Unmittelbar nach der Geburt erfolgt die erste medizinische Vorsorgeuntersuchung (U1) des Babys. Insgesamt werden elf Vorsorgeuntersuchungen empfohlen.


In Deutschland sind regelmäßige Vorsorgeuntersuchungen bei Babys und Kindern keine Pflicht und dennoch sollten Eltern von diesem Angebot Gebrauch machen. So kann die altersgerechte Entwicklung des Kindes ärztlich überprüft werden und notfalls bei Fehl- oder Mangelentwicklungen rechtzeitig gegengesteuert werden. Die erste Vorsorgeuntersuchung überhaupt wird direkt nach der Geburt im Krankenhaus durchgeführt und als U1 bezeichnet. Es folgen zehn weitere Untersuchungen in gewissen zeitlichen Abständen. Kurz vor der Pubertät wird normalerweise die letzte Untersuchung durchgeführt.

Das APGR-Schema
Nach der Entbindung findet eine erste Untersuchung statt, die lediglich einige Minuten dauert. Es wird festgestellt, ob Missbildungen vorliegen oder es zu Verletzungen während des Geburtsvorganges gekommen ist. Der Frauenarzt oder ein Kinderarzt überprüft hierbei die Körperfunktionen des Neugeborenen durch Abtasten, Beobachten und Bewegen der Gliedmaßen. So verschafft sich der Arzt einen ersten Eindruck über den Gesundheitszustand des Babys. Die Untersuchung erfolgt nach dem sogenannten APGAR-Schema. Das heißt es wird der Herzschlag anhand des Pulses überprüft, außerdem die Atmung, Muskelspannung, Reflexe und die Hautfarbe. Je nach Ergebnis werden anhand einer Tabelle für jeden Untersuchungsbereich Punkte verteilt, deren Summe den Gesundheitszustand des Babys angeben. Anhand dieser Untersuchung können die Ärzte einschätzen, ob das Kind medizinische Hilfe benötigt.

Überprüfung der wichtigsten Körperfunktionen
Hinzu kommt bei der U1 die Überprüfung der Sauerstoffversorgung des Babys, was anhand der Bestimmung des pH-Wertes aus dem Blut der Nabelschnur durchgeführt wird.
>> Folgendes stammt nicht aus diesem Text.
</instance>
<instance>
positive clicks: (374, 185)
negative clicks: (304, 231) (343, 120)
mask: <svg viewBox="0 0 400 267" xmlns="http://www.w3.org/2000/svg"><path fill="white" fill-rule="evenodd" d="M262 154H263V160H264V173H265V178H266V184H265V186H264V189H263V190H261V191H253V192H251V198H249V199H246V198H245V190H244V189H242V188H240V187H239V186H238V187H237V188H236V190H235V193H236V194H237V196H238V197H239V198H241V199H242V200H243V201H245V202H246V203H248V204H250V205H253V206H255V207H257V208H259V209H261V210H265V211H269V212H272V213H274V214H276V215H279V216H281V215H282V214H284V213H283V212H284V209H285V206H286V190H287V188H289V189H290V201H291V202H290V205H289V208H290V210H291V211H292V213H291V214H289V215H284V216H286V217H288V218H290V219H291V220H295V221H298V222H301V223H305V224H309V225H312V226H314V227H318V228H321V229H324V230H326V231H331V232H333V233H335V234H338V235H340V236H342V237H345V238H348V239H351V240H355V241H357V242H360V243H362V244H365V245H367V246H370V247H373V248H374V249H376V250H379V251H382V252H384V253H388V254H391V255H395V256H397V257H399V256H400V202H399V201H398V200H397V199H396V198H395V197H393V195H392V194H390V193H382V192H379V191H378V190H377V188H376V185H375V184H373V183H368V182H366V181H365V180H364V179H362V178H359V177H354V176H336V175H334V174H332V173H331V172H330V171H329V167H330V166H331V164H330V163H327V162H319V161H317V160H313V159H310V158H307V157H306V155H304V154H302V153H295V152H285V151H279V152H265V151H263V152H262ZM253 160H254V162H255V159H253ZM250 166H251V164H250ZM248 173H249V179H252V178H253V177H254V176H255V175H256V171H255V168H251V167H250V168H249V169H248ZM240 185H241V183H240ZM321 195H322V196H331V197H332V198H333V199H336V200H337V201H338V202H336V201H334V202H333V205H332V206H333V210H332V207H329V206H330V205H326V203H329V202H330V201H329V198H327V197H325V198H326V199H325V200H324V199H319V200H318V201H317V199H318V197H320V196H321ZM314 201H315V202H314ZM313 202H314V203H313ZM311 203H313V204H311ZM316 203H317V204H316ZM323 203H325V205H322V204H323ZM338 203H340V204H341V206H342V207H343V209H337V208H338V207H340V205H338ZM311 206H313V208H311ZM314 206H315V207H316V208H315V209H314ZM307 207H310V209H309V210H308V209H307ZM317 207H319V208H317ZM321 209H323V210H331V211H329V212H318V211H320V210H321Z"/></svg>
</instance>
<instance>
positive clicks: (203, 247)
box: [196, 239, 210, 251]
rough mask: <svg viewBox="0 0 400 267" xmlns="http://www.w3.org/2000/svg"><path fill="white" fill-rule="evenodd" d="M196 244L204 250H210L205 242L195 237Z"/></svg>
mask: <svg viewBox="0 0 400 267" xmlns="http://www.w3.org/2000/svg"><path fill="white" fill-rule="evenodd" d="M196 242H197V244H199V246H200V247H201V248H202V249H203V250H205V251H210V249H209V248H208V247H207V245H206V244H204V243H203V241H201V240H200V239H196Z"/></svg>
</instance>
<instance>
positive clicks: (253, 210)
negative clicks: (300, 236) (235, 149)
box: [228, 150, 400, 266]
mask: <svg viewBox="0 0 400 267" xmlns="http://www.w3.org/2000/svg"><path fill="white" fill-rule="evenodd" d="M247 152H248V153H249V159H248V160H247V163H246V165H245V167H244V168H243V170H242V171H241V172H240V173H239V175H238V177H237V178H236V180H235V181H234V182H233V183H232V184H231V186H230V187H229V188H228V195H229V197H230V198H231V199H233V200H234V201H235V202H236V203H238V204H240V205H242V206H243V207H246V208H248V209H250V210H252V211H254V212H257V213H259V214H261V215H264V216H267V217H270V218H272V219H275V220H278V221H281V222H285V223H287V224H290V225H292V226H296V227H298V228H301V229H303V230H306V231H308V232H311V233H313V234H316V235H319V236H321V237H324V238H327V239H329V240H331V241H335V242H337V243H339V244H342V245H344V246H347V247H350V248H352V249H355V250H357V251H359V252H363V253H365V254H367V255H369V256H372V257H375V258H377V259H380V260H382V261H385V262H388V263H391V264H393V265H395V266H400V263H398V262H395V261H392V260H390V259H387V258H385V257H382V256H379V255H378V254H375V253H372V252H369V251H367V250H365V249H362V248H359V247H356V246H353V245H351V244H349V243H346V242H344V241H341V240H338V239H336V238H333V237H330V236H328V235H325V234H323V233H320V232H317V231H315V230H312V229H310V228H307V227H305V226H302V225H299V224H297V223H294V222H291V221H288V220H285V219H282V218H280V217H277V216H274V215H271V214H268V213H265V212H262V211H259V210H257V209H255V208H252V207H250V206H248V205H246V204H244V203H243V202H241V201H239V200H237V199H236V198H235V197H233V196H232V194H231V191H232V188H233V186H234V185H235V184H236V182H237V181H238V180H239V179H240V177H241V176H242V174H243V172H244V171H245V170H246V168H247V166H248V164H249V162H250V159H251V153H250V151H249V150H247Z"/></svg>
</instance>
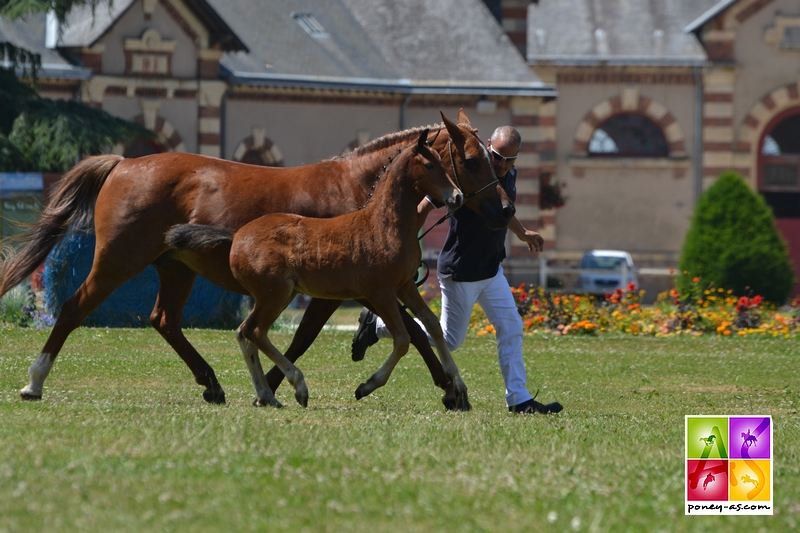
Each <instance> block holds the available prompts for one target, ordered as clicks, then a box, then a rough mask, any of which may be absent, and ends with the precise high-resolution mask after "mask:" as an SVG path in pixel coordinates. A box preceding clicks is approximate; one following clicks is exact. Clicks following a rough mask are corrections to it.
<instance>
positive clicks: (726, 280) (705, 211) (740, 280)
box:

Das Kind muss sich nämlich auf die völlig neue und ungewohnte Umgebung plötzlich einstellen und selbstständig atmen, was manchmal nicht auf Anhieb optimal gelingt. Stress, schmerzstillende Medikamente und andere Ursachen können außerdem die Sauerstoffaufnahme behindern, sodass eine Sauerstoffunterversorgung eintritt. Das Neugeborene wird außerdem gewogen und der Kopfumfang sowie die Körperlänge werden gemessen. Der Puls wird an den Leisten gemessen und zeigt, ob das Herz das Blut normal durch den Körper pumpt. Zusätzlich wird das Herz mit einem Stethoskop auf Geräusche abgehört. Auch die Lunge und ihre Funktion wird bei der Vortsorgeuntersuchung durch Abhören untersucht.

Anti-D-Prophylaxe
Ein besonderer Fall sind Mütter, die eine Blutgruppe mit einem negativen Rhesusfaktor oder die Blutgruppe 0 haben. Der Rhesusfaktor ist ein Protein auf den roten Blutkörperchen. Wenn das Kind nämlich einen positiven Rhesusfaktor hat, kann es sein, dass die Mutter Antikörper gegen einen positiven Rhesusfaktor bildet, wenn bei der Geburt ihr Blut mit dem des Kindes in Kontakt kommt. Für das Erstgeborene ist das keine Gefahr, aber wenn bei späteren Schwangerschaften das Kind wieder rh-positiv ist, können die Antikörper im Blut der Mutter bis zum Tod des Kindes führen. Als Prophylaxe werden daher Müttern mit diesen Faktoren prophylaktisch Antikörper gespritzt, damit ihr Körper selbst keine bildet und somit spätere Geburten nicht gefährdet werden. Die künstlichen Antikörper sterben nämlich nach kurzer Zeit ab und bewirken im Körper keinen „Lerneffekt“.